With the price of crude oil for March delivery falling below $60 a barrel last week on the New York Mercantile Exchange (NYMEX), half of OPEC’s worst nightmare is taking place: Higher oil prices sought by the cartel are bringing on American production at a faster rate than ever before. The other half of the nightmare would be a slowdown in global demand for the stuff.
A sell-off was triggered by an announcement last week from the Energy Information Agency (EIA) that U.S. crude oil production exceeded 10 million barrels per day (bpd) last month — the first time since 1970 — and would continue to set records into 2018. In addition, U.S. oil rig count jumped by 26, the largest jump in a year.
Helping along was the overbought position by traders expecting crude oil prices to move even higher. It’s estimated that those traders owned a billion barrels of oil through futures and options contracts, and when oil began to tip over, many rushed to unload them, accelerating the decline.
Also adding to the downward pressure was the little-noticed part of the budget bill passed late last week that mandated cutting the United States’ Strategic Petroleum Reserve (SPR) by 100 million barrels. That would raise about $6 billion for the U.S. Treasury at today’s prices, and although not scheduled for immediate sale, it’s more pressure to the downside.
Along with that is the restarting of the North Sea crude oil pipeline that was taken offline unexpectedly, affecting more than a third of its crude oil production.

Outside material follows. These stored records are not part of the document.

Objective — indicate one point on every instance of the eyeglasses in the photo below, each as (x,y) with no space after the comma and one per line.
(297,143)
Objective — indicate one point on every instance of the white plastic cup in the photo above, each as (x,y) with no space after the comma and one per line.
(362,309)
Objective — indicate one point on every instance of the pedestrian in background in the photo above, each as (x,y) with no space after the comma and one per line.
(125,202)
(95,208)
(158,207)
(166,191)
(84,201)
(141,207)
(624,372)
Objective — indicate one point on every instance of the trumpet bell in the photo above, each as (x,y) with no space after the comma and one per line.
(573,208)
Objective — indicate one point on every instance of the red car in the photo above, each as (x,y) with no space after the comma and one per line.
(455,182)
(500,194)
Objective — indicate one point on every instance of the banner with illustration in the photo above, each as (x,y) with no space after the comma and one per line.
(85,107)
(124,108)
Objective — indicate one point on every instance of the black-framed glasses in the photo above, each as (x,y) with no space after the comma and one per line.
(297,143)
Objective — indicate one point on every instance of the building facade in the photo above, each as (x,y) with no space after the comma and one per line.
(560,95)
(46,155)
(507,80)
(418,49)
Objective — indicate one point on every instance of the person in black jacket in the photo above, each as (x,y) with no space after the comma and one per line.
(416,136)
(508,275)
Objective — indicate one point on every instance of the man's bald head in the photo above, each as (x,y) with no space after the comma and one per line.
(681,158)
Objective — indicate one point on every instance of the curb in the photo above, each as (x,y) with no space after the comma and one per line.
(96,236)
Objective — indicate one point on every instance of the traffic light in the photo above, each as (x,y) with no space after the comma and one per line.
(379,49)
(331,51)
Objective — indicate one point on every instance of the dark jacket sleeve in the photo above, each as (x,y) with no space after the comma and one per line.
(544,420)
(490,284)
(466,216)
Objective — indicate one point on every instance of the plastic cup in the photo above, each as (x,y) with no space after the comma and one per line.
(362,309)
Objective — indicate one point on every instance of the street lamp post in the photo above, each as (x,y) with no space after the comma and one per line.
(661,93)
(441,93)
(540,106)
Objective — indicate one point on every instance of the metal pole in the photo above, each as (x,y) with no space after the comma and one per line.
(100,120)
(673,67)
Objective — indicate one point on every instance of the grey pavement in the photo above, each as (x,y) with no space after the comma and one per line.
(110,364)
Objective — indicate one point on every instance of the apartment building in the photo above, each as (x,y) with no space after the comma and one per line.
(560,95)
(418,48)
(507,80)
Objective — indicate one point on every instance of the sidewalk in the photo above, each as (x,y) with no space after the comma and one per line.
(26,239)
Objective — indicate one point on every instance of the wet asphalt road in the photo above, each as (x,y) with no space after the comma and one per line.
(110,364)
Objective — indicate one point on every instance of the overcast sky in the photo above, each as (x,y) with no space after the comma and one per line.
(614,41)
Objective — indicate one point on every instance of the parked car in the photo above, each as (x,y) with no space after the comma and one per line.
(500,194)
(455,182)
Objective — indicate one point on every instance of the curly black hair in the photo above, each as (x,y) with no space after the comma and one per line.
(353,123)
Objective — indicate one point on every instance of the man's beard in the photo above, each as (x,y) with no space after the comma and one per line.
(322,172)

Analysts at Commerzbank put two and two together and cogently concluded that crude oil prices had nowhere to go but down:
It is now clear that oil prices in late January [Brent briefly traded above $70 a barrel] were too high to keep the oil market balanced in the long term. This is because U.S. production is now rising so sharply that there is a risk of renewed oversupply if OPEC does not voluntarily renounce [give back] market share.